In pochi articoli la normativa declina obblighi sostanziali: la messa in atto di attività di restauro del 20% degli ecosistemi terrestri e marini entro il 2030 e il ripristino di tutti gli ecosistemi danneggiati entro il 2050, con target definiti, criteri di misurazione, e l’obbligo di mantenimento dei risultati (artt. 1-5); specifiche misure per impedire la riduzione del verde urbano e incrementarne quantità e qualità (art. 6), l’obbligo di rimuovere le barriere laterali od orizzontali inutili ed obsolete o in disuso (diverse da quelle necessarie per la produzione di energia idroelettrica) dei corsi d’acqua (art. 7), obblighi puntuali per risollevare lo stato degli impollinatori (art. 8) e obblighi procedurali, che puntualizzano target, metodi, rendicontazione, consistenza dei piani che gli Stati devono mettere in atto, e il monitoraggio per la verifica misurabile dei risultati. Spariti quelli più correlati all’agricoltura, sacrificati per l’approvazione del testo finale.

Ecco, quindi, che si torna, anche nella legislazione, alla centralità dei numeri, del calcolo, e della misura, per evitare proprio quanto, nel recente passato e anche oggi, ha ostacolato il raggiungimento degli obiettivi ambientali: stiamo parlando delle prassi che il considerando (66) della proposta di Direttiva mette a nudo e pone all’indice. Vi si legge che “dalla relazione della Commissione sullo stato della natura del 2020 è emerso che una parte sostanziale delle informazioni comunicate dagli Stati membri …in particolare sullo stato di conservazione e sulle tendenze degli habitat e delle specie che le direttive proteggono, proviene da indagini parziali o si basa unicamente sul parere di esperti. La relazione ha inoltre indicato che lo stato di diversi tipi di habitat e specie protetti a norma della direttiva 92/43/CEE è ancora sconosciuto.” Da qui la necessità di “colmare queste lacune di conoscenze e investire nel monitoraggio e nella sorveglianza al fine di fondare i piani nazionali su informazioni solide e scientificamente comprovate.
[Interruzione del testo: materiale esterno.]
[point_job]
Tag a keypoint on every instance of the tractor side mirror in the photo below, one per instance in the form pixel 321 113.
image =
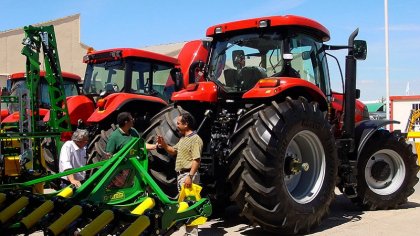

Per aumentare la tempestività, l’efficacia e la coerenza di vari metodi di monitoraggio, il monitoraggio e la sorveglianza dovrebbero utilizzare al meglio i risultati dei progetti di ricerca e innovazione finanziati dall’Unione e le nuove tecnologie, come il monitoraggio in situ e il telerilevamento, utilizzando i dati e i servizi spaziali forniti nell’ambito del programma spaziale dell’Unione…”.

Per la stessa ragione i considerando successivi motivano la decisione di monitorare i progressi compiuti nell’attuazione dei piani nazionali di ripristino, le misure di ripristino messe in atto, le zone soggette a misure di ripristino e i dati sull’inventario delle barriere alla continuità fluviale attraverso un sistema che imponga agli Stati membri di istituire, tenere aggiornati e rendere accessibili i dati sui risultati del monitoraggio, con una comunicazione elettronica dei dati capace di ridurre i costi amministrativi e di sistema. Il tutto accompagnato da uno strumento di sostegno tecnico della Commissione su misura per consentire agli Stati l’elaborazione e l’attuazione delle riforme. Il sostegno tecnico è destinato, ad esempio, a rafforzare la capacità amministrativa, armonizzare i quadri legislativi – per evitare “l’errore legislativo come errore sul fatto scientifico” (così il titolo del saggio di Angelini, Editoriale Scientifica 2023) e condividere le migliori pratiche, allineando scienza e diritto (Palmer, Ruhl. Aligning restoration science and the law to sustain ecological infrastructure for the future, Frontiers in Ecology and the Environment 13, 2015). A sua volta, poi, la Commissione dovrà relazionare e rendere pubblici i progressi anche intermedi degli Stati.